Guest Post: Thank You For Reading

The man across from me is wanted by Interpol. He has employed Ickx, Scheckter, Hunt. Gian Paolo Dallara hand-built him three separate, customized Countachs, for which he browbeat Pirelli into developing an unheard-of 315-series P7 tire. In an off-handed, self-deprecating manner, he tells me of the time he won a Ferrari 512bb over a bet with Enzo Ferrari on the outcome of the 1976 Monaco Grand Prix, based simply on a handshake.

If you’ve got a nose for a story, this sort of thing is like getting a whiff of pure Sex Panther – it stings the nostrils. And yes, it was a good story, two of them in fact. But how to evaluate their worth? Neither tale, as far as I can make out, rated above a few hundred facebook shares, this in the same time frame that your average list article – of something, anything – will fetch thousands, if not millions of views. Perhaps the story didn’t blow your mind, or melt your face, or failed to include “100% true” in the headline.
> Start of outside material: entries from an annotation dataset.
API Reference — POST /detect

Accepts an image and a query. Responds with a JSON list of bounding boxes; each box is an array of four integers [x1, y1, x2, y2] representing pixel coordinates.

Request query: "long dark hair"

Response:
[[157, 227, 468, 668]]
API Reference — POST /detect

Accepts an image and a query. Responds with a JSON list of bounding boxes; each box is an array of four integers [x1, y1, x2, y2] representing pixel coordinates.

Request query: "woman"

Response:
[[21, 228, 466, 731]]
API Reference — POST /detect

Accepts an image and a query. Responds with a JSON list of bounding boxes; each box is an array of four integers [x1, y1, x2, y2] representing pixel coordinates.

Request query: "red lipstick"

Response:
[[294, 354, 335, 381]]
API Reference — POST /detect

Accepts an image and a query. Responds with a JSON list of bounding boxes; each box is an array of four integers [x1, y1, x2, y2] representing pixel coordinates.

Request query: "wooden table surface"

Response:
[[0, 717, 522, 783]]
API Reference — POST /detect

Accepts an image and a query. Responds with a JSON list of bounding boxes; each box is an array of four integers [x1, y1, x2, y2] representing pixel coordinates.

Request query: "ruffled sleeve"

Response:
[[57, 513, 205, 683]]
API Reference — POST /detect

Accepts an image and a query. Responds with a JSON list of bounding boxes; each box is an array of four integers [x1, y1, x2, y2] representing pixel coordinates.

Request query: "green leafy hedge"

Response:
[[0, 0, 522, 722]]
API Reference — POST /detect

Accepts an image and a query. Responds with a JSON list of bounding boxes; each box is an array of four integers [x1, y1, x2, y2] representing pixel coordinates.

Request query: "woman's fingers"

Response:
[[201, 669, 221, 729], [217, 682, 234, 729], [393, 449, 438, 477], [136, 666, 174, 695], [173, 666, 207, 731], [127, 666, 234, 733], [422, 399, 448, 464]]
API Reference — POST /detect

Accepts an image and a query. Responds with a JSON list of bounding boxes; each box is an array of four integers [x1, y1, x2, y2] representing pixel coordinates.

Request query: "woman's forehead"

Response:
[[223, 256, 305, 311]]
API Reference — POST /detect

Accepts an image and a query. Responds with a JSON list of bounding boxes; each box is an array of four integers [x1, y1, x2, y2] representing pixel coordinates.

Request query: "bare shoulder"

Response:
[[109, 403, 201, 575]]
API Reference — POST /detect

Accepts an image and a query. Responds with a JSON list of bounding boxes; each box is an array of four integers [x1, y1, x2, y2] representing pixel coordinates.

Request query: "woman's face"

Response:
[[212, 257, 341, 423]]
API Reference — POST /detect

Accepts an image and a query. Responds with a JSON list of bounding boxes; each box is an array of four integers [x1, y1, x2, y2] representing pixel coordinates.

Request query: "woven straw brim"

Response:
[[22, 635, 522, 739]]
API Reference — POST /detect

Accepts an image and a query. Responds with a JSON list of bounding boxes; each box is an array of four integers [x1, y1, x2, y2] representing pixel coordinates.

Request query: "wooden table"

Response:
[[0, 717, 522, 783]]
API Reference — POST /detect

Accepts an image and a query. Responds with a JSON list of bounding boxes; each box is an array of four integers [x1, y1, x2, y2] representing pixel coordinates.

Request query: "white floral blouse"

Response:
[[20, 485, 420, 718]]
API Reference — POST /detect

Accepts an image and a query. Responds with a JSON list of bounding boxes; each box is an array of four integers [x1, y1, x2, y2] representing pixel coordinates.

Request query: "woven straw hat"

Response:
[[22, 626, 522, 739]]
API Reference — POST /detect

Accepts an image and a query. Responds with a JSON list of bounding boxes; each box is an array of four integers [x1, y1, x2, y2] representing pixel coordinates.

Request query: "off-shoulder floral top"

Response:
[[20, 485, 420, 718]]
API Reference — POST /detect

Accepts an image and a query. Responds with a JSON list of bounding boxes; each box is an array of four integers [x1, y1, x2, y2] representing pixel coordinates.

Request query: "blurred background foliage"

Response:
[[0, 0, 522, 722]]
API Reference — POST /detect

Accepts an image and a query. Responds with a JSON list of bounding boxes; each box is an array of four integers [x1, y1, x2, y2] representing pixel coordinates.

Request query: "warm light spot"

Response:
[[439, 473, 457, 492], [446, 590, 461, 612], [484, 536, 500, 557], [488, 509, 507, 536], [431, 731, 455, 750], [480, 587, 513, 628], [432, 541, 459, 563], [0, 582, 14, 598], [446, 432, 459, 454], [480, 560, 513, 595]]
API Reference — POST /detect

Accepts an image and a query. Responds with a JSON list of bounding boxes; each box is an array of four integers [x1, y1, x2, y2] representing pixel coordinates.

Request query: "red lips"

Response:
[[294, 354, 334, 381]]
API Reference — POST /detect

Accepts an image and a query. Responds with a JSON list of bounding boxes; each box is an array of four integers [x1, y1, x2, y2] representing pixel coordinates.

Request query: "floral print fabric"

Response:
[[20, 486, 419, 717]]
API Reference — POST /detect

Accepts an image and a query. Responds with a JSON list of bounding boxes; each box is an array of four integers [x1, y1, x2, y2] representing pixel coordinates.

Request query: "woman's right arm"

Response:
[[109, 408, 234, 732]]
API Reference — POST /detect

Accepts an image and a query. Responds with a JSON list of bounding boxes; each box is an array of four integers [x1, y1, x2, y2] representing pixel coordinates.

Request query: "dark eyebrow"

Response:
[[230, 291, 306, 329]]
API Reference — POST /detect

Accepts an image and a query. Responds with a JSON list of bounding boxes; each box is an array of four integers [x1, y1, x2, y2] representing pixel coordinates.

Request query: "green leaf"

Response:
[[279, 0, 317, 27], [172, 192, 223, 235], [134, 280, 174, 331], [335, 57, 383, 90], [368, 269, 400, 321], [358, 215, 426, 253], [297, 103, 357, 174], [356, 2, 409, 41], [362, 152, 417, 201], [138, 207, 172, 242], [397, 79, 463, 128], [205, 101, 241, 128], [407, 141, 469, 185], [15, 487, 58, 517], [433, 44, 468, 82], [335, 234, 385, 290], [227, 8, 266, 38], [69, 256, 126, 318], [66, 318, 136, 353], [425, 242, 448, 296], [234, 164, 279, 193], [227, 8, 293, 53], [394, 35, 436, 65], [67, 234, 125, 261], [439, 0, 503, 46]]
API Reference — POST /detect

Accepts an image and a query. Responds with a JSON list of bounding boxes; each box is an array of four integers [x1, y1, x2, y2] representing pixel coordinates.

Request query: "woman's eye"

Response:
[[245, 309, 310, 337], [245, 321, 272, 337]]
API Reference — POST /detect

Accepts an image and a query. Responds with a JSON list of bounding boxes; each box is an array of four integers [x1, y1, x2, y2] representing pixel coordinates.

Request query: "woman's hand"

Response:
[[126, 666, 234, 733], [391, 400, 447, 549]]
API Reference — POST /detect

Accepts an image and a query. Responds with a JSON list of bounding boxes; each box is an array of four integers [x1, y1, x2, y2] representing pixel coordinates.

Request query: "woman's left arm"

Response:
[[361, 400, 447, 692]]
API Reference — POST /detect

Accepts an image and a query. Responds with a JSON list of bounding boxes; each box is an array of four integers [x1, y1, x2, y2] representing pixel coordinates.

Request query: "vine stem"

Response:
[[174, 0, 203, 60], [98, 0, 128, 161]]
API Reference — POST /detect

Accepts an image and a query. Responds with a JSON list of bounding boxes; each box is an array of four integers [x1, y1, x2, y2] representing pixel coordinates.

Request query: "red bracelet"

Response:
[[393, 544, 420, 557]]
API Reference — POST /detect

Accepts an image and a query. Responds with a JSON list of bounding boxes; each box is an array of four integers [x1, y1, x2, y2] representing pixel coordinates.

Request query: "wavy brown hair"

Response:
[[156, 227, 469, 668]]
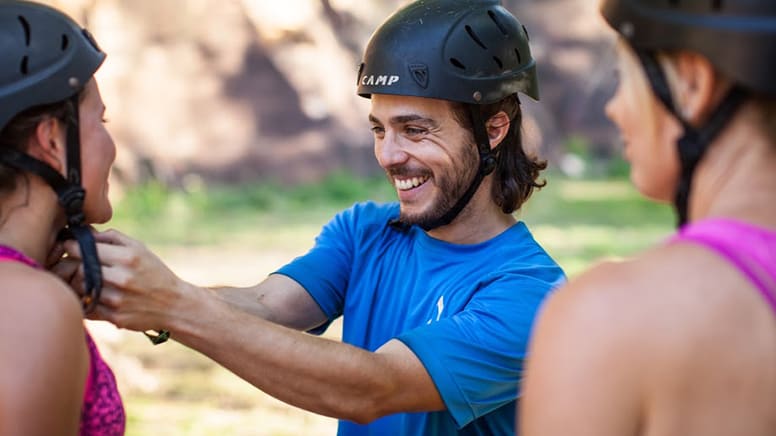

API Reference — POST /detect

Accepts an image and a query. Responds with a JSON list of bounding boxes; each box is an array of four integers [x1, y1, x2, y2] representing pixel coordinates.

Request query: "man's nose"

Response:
[[375, 132, 408, 169]]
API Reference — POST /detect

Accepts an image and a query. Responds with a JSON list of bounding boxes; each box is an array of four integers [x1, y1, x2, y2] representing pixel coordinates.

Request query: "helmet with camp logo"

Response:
[[358, 0, 539, 104]]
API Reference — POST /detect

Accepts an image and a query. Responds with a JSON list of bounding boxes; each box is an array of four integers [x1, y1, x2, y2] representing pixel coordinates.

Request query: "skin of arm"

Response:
[[0, 264, 89, 435], [518, 264, 648, 436], [66, 230, 445, 423]]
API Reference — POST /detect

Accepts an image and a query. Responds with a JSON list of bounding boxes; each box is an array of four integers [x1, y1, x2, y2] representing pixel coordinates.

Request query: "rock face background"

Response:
[[46, 0, 616, 185]]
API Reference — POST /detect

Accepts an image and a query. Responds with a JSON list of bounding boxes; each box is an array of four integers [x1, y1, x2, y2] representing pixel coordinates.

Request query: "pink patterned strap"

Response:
[[0, 245, 40, 268], [79, 332, 126, 436], [669, 219, 776, 315]]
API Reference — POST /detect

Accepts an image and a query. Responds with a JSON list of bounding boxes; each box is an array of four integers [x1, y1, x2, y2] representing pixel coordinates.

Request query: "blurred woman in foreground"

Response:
[[519, 0, 776, 436], [0, 0, 125, 436]]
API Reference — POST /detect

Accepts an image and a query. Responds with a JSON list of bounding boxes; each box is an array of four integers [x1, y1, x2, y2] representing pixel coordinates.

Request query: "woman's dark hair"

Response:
[[453, 94, 547, 213], [0, 98, 79, 194]]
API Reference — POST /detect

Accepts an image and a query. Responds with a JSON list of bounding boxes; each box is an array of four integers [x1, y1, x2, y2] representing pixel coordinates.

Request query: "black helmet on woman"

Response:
[[0, 0, 105, 312], [601, 0, 776, 225]]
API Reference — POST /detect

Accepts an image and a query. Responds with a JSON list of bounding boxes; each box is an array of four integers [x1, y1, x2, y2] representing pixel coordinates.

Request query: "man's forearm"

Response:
[[162, 294, 441, 422]]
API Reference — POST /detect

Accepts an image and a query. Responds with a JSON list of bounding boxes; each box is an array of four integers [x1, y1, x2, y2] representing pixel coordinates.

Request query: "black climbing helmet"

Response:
[[601, 0, 776, 94], [0, 0, 105, 312], [358, 0, 539, 104], [0, 1, 105, 130], [601, 0, 776, 226]]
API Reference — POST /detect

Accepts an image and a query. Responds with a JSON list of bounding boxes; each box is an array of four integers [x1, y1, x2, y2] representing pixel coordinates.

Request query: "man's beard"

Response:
[[398, 144, 479, 228]]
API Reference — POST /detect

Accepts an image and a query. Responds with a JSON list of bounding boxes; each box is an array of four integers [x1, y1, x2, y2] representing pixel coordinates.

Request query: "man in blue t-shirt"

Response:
[[60, 0, 564, 436]]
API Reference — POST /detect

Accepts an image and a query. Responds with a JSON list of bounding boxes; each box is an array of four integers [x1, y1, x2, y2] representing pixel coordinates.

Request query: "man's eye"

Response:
[[404, 127, 426, 136]]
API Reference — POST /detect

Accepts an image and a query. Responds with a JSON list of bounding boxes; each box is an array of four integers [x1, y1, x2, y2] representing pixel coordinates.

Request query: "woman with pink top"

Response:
[[519, 0, 776, 436], [0, 0, 125, 435]]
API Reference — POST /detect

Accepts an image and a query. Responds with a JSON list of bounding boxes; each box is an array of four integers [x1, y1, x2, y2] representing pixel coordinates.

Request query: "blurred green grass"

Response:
[[97, 173, 673, 436], [111, 173, 674, 276]]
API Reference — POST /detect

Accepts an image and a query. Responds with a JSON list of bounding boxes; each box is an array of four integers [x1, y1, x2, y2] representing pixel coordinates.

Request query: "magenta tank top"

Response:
[[0, 245, 126, 436], [669, 218, 776, 315]]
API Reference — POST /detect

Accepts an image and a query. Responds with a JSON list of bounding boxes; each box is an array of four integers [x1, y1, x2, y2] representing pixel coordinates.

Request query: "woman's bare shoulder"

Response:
[[0, 264, 89, 434], [0, 264, 83, 344]]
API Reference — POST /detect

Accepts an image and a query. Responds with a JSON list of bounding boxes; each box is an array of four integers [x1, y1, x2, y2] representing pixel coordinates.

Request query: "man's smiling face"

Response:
[[369, 94, 478, 226]]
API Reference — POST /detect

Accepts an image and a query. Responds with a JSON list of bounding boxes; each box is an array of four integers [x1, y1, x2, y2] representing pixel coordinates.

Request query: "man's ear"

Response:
[[485, 111, 511, 150], [27, 117, 67, 175], [674, 52, 730, 126]]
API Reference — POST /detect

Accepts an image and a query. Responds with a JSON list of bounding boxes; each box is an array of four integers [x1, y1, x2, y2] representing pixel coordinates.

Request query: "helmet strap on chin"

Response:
[[635, 49, 747, 227]]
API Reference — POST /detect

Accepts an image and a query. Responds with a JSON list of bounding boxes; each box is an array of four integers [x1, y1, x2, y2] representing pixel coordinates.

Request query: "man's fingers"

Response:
[[94, 229, 132, 246], [49, 258, 81, 283]]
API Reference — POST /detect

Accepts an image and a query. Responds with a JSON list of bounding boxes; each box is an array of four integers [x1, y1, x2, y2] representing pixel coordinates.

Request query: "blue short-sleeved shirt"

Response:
[[277, 202, 565, 436]]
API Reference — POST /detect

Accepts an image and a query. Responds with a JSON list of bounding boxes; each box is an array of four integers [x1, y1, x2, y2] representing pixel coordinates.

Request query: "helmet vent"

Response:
[[19, 15, 30, 47], [466, 25, 488, 50], [488, 11, 509, 36], [450, 58, 466, 71]]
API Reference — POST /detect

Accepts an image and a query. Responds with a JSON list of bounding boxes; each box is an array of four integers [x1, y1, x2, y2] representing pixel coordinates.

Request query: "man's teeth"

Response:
[[394, 177, 428, 191]]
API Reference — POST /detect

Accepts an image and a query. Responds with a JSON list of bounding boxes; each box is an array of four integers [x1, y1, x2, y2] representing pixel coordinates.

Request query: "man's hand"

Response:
[[56, 230, 186, 331]]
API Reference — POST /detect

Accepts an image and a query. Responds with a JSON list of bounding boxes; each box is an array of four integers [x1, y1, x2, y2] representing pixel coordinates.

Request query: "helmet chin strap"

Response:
[[389, 104, 496, 231], [635, 49, 747, 227]]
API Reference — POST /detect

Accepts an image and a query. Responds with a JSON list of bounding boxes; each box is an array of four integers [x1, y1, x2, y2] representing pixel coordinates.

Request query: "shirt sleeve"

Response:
[[397, 268, 564, 428]]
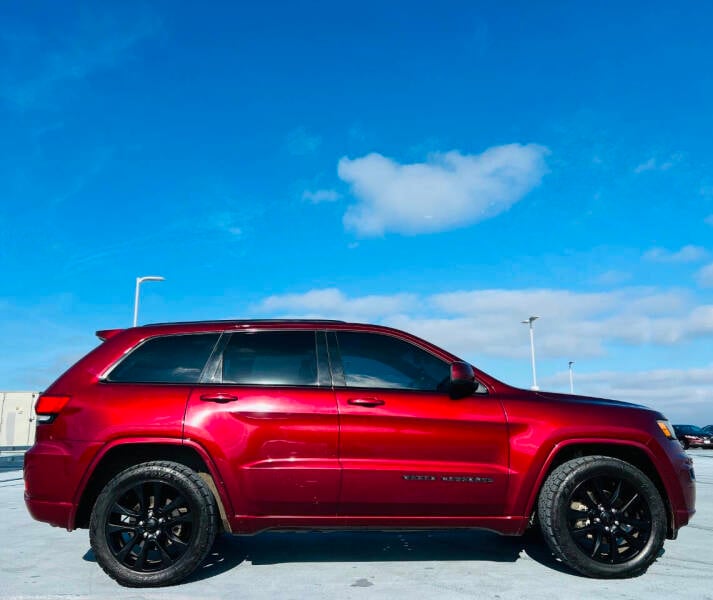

Around the same time that I had my just-by-chance interview with Mr. Wolf, one of those viral slogans was making its rounds through the web. “Being a writer,” it said, “is like having homework every night for the rest of your life.” At first, I accepted this at face value, thinking of the massive stack of deadlines coming due (Douglas Adams: “I love deadlines. I like the whooshing sound they make as they fly by.”), and that general feeling of never being finished.

But then I thought a little more about the idea, and realized it was one of the more flawed, and indeed poisonous things I’d heard. The quote was meant to be funny and quippy and playful, but it very accurately illustrated the process of content generation. Homework is something you produce that gets read, graded, and disposed of: that’s content. Writing is something else.

The quote I have on my wall, and one I could probably afford to pay a little more attention to, is more blunt. It says, “Nobody has to read this crap,” and it’s from a lecture a science writer gave his students on the importance of reaching your audience. Nobody has to read this crap. That’s powerful stuff, if you think about it. If you sit down, pour your thoughts, ideas, prose, whatever, out onto the page, nobody has any particular obligation to read it. You are sitting at a table at the largest dinner party in the world, but nobody has to sit next to you and hear your anecdotes or listen to your opinions. If they do, then that’s a gift.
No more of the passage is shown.